GBT SORGULAMASI YAPILIYORDU

Polis memuru Fatih Yılmaz'ın, Keçiören'de Cem Aygün adlı genci ateş ederek öldürdüğü gerekçesiyle "kasten yaralama sonucunda ölüme neden olmak" suçundan 11 yıl 8 ay hapis cezasına çarptırılmasının gerekçesi açıklandı. Ankara 4. Ağır Ceza Mahkemesinin gerekçeli kararında, 30 Ağustos 2012'de Aygün'ün ölümüyle sonuçlanan olaya ilişkin bilgiler, dosyadaki delil ve beyanlar özetlendi. Olay günü sanık Fatih Yılmaz'ın, meslektaşı Olcay Hankulu ile birlikte görev yaparken, ihbar üzerine bir kadını hastaneye götürdükleri, hastane girişinde kadının bir aracı göstererek, kendisine karşı eylemde bulunanların araçta olduğunu söylediği aktarılan kararda, bunun üzerine Yılmaz ve Hankulu'nun, maktul Aygün ile kız arkadaşının nüfus cüzdanlarını aldıkları belirtildi.
Hankulu, GBT sorgulaması yaptırırken, Aygün'ün kaçmaya başladığı bildirilen kararda, Yılmaz ve Hankulu'nun Aygün'ü takip ettikleri, "dur" ihtarına rağmen kaçmaya devam etmesi üzerine Hankulu'nun havaya 2 el ateş ettiği kaydedildi.

"HER TÜRLÜ BİLGİ ELDE EDİLMİŞ, SİLAH KULLANMAYI GEREKTİREN BİR DURUM YOK"

Sanık Fatih Yılmaz'ın da 3 el havaya ateş ettikten sonra, hedef alarak Aygün'ü yaraladığı, ardından da yaralı olan Aygün'e, "ayaklarını hedef alarak" tekrar ateş ettiği aktarılan kararda, şu değerlendirmelerde bulunuldu:
"Denetimli serbestlik sonucu başka bir suçtan tahliye edilen Cem Aygün hakkında o anda bir yakalama, göz altına alma ya da zorla getirme kararı bulunmamaktadır. Bir suç mağduru kadının o anda soyut beyanı mevcuttur.
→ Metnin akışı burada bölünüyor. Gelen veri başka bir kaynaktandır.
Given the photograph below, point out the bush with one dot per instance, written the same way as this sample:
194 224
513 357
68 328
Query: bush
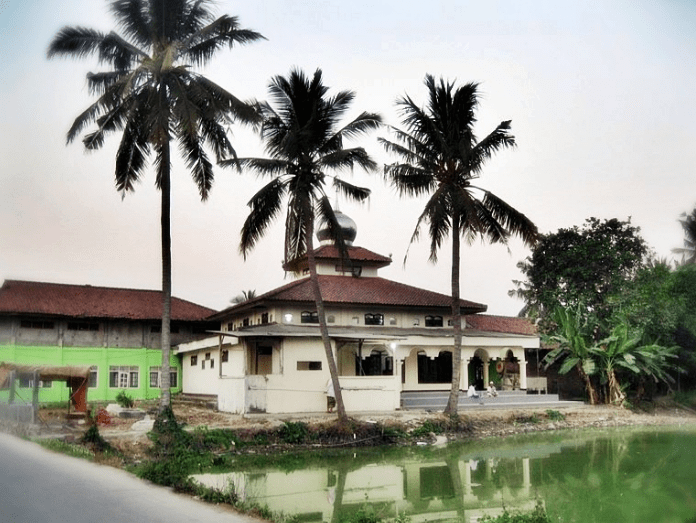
124 400
293 432
554 415
538 515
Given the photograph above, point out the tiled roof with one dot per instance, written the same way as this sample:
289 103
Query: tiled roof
505 324
85 301
325 253
346 290
330 252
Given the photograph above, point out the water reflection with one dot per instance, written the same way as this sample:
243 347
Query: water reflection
581 477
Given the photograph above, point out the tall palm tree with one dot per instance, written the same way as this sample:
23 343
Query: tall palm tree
440 156
304 139
152 96
688 252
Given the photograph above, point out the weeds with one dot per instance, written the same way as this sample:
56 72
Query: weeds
538 515
293 432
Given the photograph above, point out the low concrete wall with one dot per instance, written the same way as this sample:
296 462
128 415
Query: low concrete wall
17 412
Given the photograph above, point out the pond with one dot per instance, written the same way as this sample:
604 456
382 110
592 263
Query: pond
620 475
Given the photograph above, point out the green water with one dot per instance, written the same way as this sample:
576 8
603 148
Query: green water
612 476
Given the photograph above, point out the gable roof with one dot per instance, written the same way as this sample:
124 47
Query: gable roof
346 290
504 324
85 301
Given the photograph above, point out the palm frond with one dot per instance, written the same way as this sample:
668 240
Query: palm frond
513 221
133 20
77 42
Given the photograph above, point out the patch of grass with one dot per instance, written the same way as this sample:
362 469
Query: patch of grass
523 419
124 400
293 432
538 515
428 427
555 415
69 449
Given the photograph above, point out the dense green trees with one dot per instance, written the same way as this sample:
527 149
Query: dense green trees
304 137
151 95
440 156
608 309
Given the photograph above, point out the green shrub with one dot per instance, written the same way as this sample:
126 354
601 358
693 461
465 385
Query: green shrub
554 415
538 515
124 400
428 426
293 432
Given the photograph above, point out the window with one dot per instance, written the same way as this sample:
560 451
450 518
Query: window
93 377
156 377
309 365
433 321
309 317
34 324
124 377
374 319
82 326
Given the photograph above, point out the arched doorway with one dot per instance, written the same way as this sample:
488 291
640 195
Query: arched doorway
475 369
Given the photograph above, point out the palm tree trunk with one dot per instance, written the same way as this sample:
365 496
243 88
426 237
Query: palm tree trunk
165 398
314 279
453 401
616 395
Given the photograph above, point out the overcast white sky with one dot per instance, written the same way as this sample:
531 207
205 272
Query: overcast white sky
600 94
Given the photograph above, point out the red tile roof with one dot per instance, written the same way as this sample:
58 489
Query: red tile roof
326 253
504 324
85 301
346 290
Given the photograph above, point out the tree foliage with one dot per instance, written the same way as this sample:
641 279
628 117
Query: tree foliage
440 156
581 267
305 139
151 95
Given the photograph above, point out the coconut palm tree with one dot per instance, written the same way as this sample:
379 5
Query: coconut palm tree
622 350
688 252
152 96
440 156
304 138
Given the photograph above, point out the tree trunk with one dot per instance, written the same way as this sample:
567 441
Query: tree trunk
616 395
165 398
314 278
591 392
453 401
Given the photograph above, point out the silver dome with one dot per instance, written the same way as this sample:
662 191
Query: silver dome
348 227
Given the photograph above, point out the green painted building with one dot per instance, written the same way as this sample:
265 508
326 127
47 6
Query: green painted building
116 332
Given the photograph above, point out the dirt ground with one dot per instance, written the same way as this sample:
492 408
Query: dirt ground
130 436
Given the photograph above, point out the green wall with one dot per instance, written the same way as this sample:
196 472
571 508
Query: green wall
103 358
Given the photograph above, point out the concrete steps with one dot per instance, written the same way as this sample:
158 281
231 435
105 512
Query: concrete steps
208 401
506 399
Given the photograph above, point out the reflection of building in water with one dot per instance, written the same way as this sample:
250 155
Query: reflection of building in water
457 489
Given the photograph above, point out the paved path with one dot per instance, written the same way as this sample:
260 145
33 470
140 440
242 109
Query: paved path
38 486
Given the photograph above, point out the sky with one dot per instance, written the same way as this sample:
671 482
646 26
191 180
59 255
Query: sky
600 94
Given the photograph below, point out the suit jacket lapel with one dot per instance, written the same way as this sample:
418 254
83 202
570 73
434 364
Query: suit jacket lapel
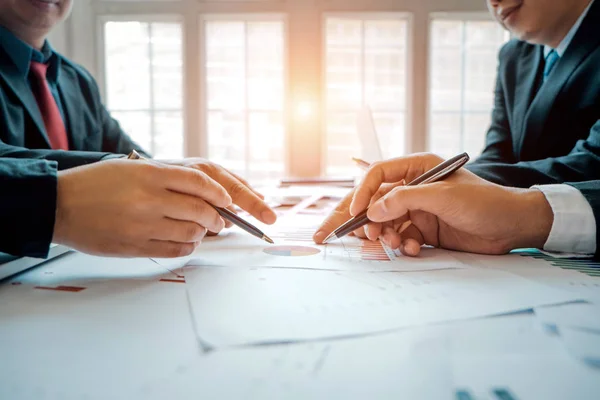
70 91
585 41
527 80
20 87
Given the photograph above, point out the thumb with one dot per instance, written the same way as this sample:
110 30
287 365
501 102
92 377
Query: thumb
402 199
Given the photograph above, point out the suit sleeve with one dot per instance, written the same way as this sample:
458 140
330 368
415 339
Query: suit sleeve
498 144
591 191
64 159
27 206
581 164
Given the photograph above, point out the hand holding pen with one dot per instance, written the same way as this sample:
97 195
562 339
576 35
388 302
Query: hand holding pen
226 214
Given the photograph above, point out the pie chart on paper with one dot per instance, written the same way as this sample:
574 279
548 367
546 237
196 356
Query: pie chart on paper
291 251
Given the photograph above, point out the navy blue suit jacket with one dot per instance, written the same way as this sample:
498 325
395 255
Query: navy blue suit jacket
93 133
546 133
27 206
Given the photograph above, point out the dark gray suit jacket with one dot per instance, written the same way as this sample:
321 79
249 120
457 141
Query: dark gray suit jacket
546 133
93 133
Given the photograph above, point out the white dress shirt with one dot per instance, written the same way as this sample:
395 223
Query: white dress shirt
574 226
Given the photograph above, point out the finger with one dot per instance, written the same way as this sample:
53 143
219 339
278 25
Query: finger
390 237
245 182
178 231
184 207
390 171
385 189
410 247
244 197
373 231
334 220
429 198
193 182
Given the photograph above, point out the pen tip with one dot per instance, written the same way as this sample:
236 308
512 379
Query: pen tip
329 238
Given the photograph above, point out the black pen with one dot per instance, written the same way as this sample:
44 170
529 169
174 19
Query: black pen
437 173
223 212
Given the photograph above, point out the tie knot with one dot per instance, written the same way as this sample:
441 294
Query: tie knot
38 69
551 60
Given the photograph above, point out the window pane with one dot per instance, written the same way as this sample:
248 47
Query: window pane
227 145
342 143
463 69
225 69
146 96
365 66
443 134
167 66
137 125
127 82
245 93
168 138
265 65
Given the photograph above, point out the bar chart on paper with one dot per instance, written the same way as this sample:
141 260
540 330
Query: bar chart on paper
294 248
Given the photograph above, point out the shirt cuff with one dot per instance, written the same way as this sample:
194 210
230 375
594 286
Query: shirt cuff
574 226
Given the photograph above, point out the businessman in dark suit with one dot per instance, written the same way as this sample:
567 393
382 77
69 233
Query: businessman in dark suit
88 208
50 109
546 119
468 213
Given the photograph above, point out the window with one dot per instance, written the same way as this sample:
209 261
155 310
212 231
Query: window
272 88
464 56
143 74
365 66
244 64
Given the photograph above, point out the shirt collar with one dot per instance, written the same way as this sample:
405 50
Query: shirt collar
22 54
562 47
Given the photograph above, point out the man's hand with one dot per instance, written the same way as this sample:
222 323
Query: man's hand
240 191
463 212
135 209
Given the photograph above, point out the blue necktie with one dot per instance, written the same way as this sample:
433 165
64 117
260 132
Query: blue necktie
551 60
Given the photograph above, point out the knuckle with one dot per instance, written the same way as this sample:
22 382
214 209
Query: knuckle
237 190
198 208
191 232
179 250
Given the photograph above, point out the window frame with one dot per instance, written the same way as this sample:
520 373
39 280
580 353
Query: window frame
101 63
407 17
458 17
305 152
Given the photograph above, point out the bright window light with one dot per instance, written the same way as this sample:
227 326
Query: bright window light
464 57
365 66
245 96
143 70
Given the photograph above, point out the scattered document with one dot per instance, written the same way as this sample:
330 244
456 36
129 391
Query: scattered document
578 316
294 248
240 306
106 341
493 358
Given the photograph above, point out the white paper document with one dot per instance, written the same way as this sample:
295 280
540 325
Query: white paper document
92 340
238 306
294 248
579 316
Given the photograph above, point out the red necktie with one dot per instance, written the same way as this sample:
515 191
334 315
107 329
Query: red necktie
55 126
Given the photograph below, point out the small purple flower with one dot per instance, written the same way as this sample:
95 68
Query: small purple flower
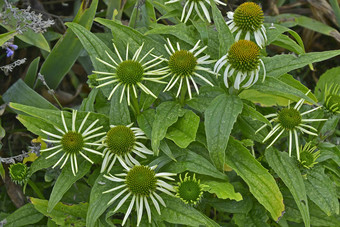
13 46
10 49
9 52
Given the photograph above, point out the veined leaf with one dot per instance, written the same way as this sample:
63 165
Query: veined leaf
178 213
222 189
68 48
23 216
99 201
322 191
188 160
167 114
23 94
287 170
65 181
220 117
183 132
181 31
261 184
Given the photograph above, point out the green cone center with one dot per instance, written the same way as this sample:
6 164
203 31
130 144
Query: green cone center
248 16
72 142
333 102
189 191
182 63
289 118
120 140
244 56
130 72
141 180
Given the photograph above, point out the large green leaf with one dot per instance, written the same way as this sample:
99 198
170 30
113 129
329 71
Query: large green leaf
318 217
183 132
220 117
99 201
30 37
19 92
145 121
224 34
222 189
330 77
167 114
203 100
284 63
65 181
322 191
257 217
66 51
73 215
177 212
261 184
254 114
23 216
288 171
181 31
188 160
274 87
Maktulun kaçma dışında sanığa ya da arkadaşına direnmesi söz konusu değildir. Maktul ve arkadaşının nüfus cüzdanları alınmış, GBT sorgulaması sırasında maktulle ilgili her türlü bilge elde edilmiştir. Ayrıca, maktulun inip kaçtığı araç ele geçirilmiş olup, bu durumda kaçış istikametine doğru, ilerideki noktalara telsiz irtibatıyla ulaşılıp, maktulun durdurulma imkanı vardır. Takip sonucu maktulun yakalanması mümkünken ve Polis Vazife ve Selahiyet Kanunu'nun (PVSK) 16. maddesinde belirtilen silah kullanmayı gerektiren bir durum yokken, gündüz saatlerinde sanığın kaçan maktulu durdurmak için 2 el ateş etmesi, yine sanığın kabulüne göre bu ateşin ilkini maktulu hedef alarak yapması karşısında eylemin PVSK kapsamında kaldığı öne sürülemez."
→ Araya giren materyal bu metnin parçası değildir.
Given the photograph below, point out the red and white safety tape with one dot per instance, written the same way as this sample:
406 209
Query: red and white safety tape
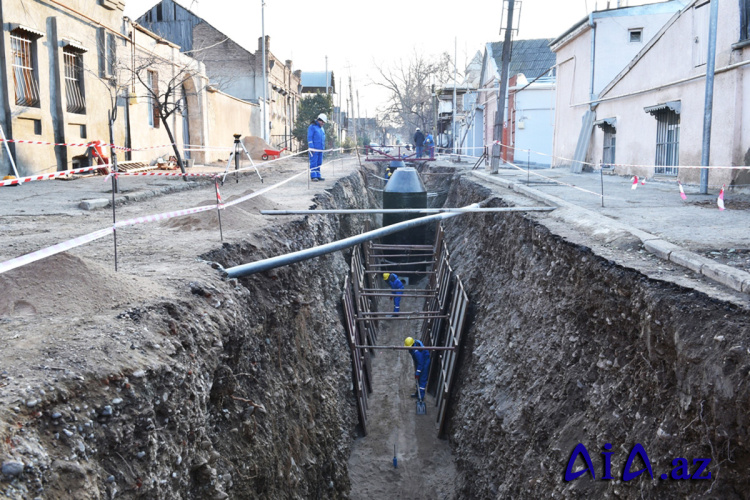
83 145
44 177
67 245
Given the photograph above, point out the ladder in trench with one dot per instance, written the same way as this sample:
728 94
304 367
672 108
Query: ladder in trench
443 317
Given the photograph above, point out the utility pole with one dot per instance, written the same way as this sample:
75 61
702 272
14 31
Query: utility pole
500 114
354 122
263 55
455 82
359 116
708 106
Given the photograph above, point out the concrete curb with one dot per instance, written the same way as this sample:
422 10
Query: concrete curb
726 275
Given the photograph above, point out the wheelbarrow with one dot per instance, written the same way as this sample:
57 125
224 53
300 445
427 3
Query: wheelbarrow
272 153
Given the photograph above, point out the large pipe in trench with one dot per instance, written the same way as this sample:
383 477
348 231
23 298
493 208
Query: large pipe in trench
294 257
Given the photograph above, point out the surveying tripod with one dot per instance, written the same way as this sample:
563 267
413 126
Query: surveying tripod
238 149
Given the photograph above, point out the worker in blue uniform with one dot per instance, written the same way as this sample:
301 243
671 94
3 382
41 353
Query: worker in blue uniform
396 289
421 360
316 139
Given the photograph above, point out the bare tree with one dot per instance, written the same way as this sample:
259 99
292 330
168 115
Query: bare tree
410 103
165 95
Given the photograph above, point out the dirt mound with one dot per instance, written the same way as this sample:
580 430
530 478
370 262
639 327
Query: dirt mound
66 283
255 146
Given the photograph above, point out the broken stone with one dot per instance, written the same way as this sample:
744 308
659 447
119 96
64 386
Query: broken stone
12 468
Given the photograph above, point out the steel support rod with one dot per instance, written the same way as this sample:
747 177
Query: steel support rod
396 255
291 258
404 348
385 314
378 246
406 210
405 271
391 264
412 290
400 317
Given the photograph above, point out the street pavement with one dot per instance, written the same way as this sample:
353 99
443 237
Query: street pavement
692 233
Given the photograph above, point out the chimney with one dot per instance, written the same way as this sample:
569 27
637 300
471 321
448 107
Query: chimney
268 43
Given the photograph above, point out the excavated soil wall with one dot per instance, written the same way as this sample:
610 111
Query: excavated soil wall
566 347
244 389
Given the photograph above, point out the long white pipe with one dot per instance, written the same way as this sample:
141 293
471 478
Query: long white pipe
407 210
294 257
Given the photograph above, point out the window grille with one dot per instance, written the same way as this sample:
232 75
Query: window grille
73 62
24 77
667 141
610 142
Kararda, sanığın yaralama kastıyla hareket ettiğinin sabit olduğu belirtilerek, sanık Yılmaz'ın, kaçan Aygün'ü yaralama amacıyla, hedef alarak ateş ettiğini kabul ettiğine dikkat çekildi.
Yılmaz'ın, Aygün'ü durdurmak için öldürücü olmayan bölgelerine ateş ettiğini, olay anında gerek kendisi gerekse Aygün hareketli olduğundan, bir kurşunun öldürücü bölgeye tesadüf ettiği kaydedilen kararda, bu nedenle Yılmaz'ın, öldürme kastıyla hareket etmemesine rağmen, yaralama sonucu meydana gelen ölüm nedeniyle, "kasten yaralama sonucu ölüme sebebiyet vermek" suçunu işlediğinin sabit görüldüğü bildirildi.